Thomas Pesquet et Arnaud Prost : La France s’attaque aux missions spatiales commerciales
Le 1er juin, lors du sommet Choose France, Emmanuel Macron a annoncé un accord entre la France et la start-up américaine Vast pour deux missions spatiales commerciales impliquant deux astronautes français. Cette annonce intervient alors que Sophie Adenot, une compatriote, est actuellement à bord de la Station spatiale internationale (ISS), poursuivant ainsi la tradition française dans le domaine spatial.

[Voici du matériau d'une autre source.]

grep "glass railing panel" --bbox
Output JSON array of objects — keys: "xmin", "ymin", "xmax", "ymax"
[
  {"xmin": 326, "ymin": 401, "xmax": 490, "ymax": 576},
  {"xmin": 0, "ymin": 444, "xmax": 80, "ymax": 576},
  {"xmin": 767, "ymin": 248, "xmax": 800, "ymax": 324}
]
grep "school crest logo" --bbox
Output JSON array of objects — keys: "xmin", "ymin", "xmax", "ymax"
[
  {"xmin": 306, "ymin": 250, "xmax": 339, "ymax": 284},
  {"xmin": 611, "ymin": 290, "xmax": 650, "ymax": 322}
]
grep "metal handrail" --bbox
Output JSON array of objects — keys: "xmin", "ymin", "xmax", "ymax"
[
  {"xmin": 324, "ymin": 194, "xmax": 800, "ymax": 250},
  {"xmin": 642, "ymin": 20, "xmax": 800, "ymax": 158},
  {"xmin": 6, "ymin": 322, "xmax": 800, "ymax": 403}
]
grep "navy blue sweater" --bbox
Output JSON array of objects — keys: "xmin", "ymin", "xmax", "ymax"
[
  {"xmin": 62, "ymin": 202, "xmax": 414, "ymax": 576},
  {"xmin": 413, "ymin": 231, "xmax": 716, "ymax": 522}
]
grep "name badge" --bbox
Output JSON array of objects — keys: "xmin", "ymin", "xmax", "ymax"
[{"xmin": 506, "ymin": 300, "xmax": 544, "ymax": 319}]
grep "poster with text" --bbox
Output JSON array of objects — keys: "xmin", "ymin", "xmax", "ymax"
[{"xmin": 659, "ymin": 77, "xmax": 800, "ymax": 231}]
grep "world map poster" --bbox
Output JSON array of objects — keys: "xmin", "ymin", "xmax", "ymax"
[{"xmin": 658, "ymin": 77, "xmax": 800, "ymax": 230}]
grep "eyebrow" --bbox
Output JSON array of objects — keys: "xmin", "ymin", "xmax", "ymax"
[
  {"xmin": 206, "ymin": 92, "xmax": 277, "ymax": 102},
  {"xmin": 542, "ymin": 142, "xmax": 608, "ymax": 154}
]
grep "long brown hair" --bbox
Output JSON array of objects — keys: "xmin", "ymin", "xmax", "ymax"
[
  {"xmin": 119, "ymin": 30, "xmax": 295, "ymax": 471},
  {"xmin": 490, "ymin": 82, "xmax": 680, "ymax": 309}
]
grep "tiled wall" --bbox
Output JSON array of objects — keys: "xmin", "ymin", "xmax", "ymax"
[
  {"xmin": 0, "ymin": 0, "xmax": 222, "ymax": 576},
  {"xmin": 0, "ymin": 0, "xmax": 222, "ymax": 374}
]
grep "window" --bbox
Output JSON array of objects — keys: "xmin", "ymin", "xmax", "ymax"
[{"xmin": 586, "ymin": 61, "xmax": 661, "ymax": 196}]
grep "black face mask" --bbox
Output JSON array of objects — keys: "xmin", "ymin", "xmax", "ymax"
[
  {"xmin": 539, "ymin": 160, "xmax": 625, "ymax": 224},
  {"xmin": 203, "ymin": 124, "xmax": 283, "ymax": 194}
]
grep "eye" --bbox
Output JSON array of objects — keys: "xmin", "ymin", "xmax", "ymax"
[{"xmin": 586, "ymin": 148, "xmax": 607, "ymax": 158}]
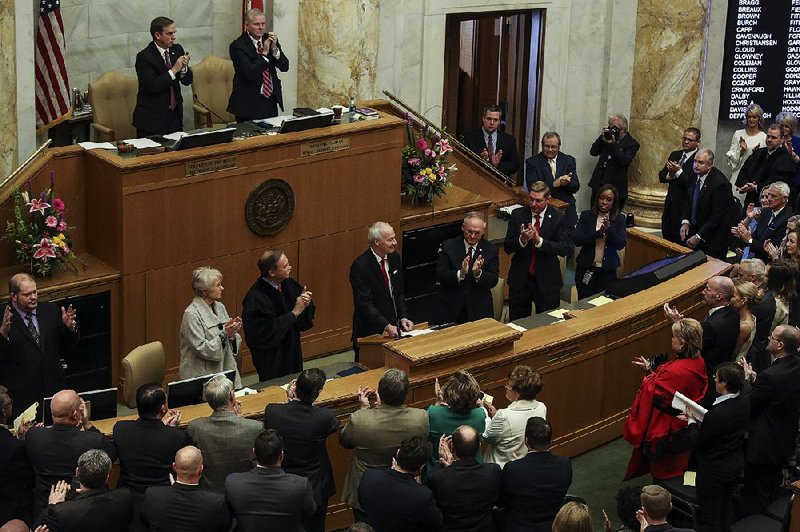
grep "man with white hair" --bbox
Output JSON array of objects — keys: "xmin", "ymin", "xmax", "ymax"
[{"xmin": 350, "ymin": 222, "xmax": 414, "ymax": 360}]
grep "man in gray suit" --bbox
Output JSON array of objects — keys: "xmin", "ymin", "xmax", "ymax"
[
  {"xmin": 339, "ymin": 369, "xmax": 428, "ymax": 521},
  {"xmin": 187, "ymin": 375, "xmax": 261, "ymax": 492}
]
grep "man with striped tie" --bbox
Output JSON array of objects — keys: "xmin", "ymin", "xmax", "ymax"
[{"xmin": 228, "ymin": 9, "xmax": 289, "ymax": 122}]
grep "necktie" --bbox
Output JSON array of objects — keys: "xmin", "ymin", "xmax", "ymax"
[
  {"xmin": 381, "ymin": 257, "xmax": 389, "ymax": 287},
  {"xmin": 164, "ymin": 50, "xmax": 178, "ymax": 111},
  {"xmin": 258, "ymin": 41, "xmax": 272, "ymax": 98},
  {"xmin": 528, "ymin": 214, "xmax": 542, "ymax": 276},
  {"xmin": 25, "ymin": 313, "xmax": 41, "ymax": 347},
  {"xmin": 690, "ymin": 177, "xmax": 703, "ymax": 226}
]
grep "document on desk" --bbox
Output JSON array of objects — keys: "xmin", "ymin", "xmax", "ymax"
[{"xmin": 672, "ymin": 392, "xmax": 708, "ymax": 421}]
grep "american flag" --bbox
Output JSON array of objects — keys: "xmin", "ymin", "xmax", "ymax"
[{"xmin": 36, "ymin": 0, "xmax": 70, "ymax": 129}]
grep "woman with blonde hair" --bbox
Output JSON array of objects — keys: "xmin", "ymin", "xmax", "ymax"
[{"xmin": 623, "ymin": 318, "xmax": 708, "ymax": 480}]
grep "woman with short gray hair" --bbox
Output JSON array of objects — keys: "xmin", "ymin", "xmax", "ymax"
[{"xmin": 180, "ymin": 266, "xmax": 242, "ymax": 388}]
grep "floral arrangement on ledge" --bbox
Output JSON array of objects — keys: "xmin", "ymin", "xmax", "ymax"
[
  {"xmin": 402, "ymin": 114, "xmax": 458, "ymax": 204},
  {"xmin": 5, "ymin": 172, "xmax": 77, "ymax": 276}
]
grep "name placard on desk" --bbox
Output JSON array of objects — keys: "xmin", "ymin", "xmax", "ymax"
[
  {"xmin": 186, "ymin": 155, "xmax": 239, "ymax": 177},
  {"xmin": 300, "ymin": 137, "xmax": 350, "ymax": 157}
]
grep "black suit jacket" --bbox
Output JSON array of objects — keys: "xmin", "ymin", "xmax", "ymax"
[
  {"xmin": 525, "ymin": 152, "xmax": 581, "ymax": 229},
  {"xmin": 683, "ymin": 167, "xmax": 733, "ymax": 260},
  {"xmin": 746, "ymin": 355, "xmax": 800, "ymax": 464},
  {"xmin": 589, "ymin": 133, "xmax": 639, "ymax": 200},
  {"xmin": 436, "ymin": 236, "xmax": 500, "ymax": 323},
  {"xmin": 503, "ymin": 206, "xmax": 573, "ymax": 292},
  {"xmin": 461, "ymin": 128, "xmax": 519, "ymax": 177},
  {"xmin": 242, "ymin": 277, "xmax": 316, "ymax": 379},
  {"xmin": 358, "ymin": 468, "xmax": 442, "ymax": 532},
  {"xmin": 694, "ymin": 394, "xmax": 750, "ymax": 481},
  {"xmin": 113, "ymin": 418, "xmax": 191, "ymax": 494},
  {"xmin": 742, "ymin": 206, "xmax": 792, "ymax": 263},
  {"xmin": 141, "ymin": 482, "xmax": 231, "ymax": 532},
  {"xmin": 428, "ymin": 457, "xmax": 502, "ymax": 532},
  {"xmin": 264, "ymin": 400, "xmax": 339, "ymax": 508},
  {"xmin": 702, "ymin": 306, "xmax": 739, "ymax": 375},
  {"xmin": 736, "ymin": 146, "xmax": 797, "ymax": 207},
  {"xmin": 40, "ymin": 488, "xmax": 133, "ymax": 532},
  {"xmin": 25, "ymin": 425, "xmax": 117, "ymax": 515},
  {"xmin": 0, "ymin": 302, "xmax": 78, "ymax": 418},
  {"xmin": 658, "ymin": 150, "xmax": 697, "ymax": 244},
  {"xmin": 225, "ymin": 467, "xmax": 317, "ymax": 532},
  {"xmin": 133, "ymin": 42, "xmax": 194, "ymax": 133},
  {"xmin": 499, "ymin": 451, "xmax": 572, "ymax": 532},
  {"xmin": 228, "ymin": 32, "xmax": 289, "ymax": 120},
  {"xmin": 0, "ymin": 426, "xmax": 33, "ymax": 523},
  {"xmin": 350, "ymin": 249, "xmax": 408, "ymax": 342}
]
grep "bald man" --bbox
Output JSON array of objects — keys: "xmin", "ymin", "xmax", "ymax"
[
  {"xmin": 25, "ymin": 390, "xmax": 117, "ymax": 516},
  {"xmin": 141, "ymin": 445, "xmax": 231, "ymax": 532}
]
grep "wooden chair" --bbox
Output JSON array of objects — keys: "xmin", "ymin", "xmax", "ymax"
[
  {"xmin": 192, "ymin": 55, "xmax": 236, "ymax": 129},
  {"xmin": 89, "ymin": 72, "xmax": 139, "ymax": 142}
]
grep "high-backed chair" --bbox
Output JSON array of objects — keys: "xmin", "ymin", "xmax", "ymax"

Cet événement, centré sur l’attractivité économique de la France, coïncide avec l’annonce par Vast de l’installation de son siège européen à Paris. Cela envoie un message fort à la communauté spatiale internationale : la France souhaite jouer un rôle actif dans la nouvelle économie de l’espace, dominée par des acteurs privés américains.
Pesquet et Prost : Deux missions historiques
Thomas Pesquet, 46 ans, figure emblématique de l’astronautique française, se prépare pour son troisième vol vers l’ISS, prévu au plus tôt à l’été 2027 pour une durée d’environ 14 jours. Ce vol pourrait être exceptionnel, car Pesquet pourrait commander la capsule qui l’y transportera, une première mondiale pour un astronaute non-américain, si le feu vert est donné par le Comité multilatéral des opérations d’équipage.
Arnaud Prost, 38 ans, astronaute de réserve, participera également à une mission historique à bord de Haven-1, la première station spatiale commerciale de l’histoire. En tant qu’ingénieur d’essais en vol, il testera un nouveau système spatial habité.
Anticipation de l’après-ISS
L’ISS, en opération depuis 1998, doit être désorbitée en janvier 2031. Les agences spatiales et les acteurs privés se préparent déjà à l’ère post-ISS, reconnaissant la nécessité de maintenir une présence humaine en orbite basse pour le développement économique et l’innovation dans l’espace.
Vast, fondée en 2021, est l’une des entreprises avancées dans la course aux stations commerciales. Sa station Haven-1 est en cours d’assemblage à Long Beach, Californie, et devrait être lancée en 2027.
Incertitudes et questions en suspens
L’accord entre la France et Vast soulève plusieurs questions. Le coût des missions n’a pas été divulgué, laissant planer des doutes sur le financement. De plus, le rôle de l’Agence spatiale européenne est peu clair, ce qui pourrait entraîner des tensions avec ses partenaires européens. Enfin, le caractère définitif de l’accord reste incertain, certains détails étant encore conditionnels.
L’annonce de ces missions, bien qu’enthousiasmante, ne fournit pas de feuille de route claire pour l’utilisation de l’espace post-ISS, laissant la France face à un vide stratégique.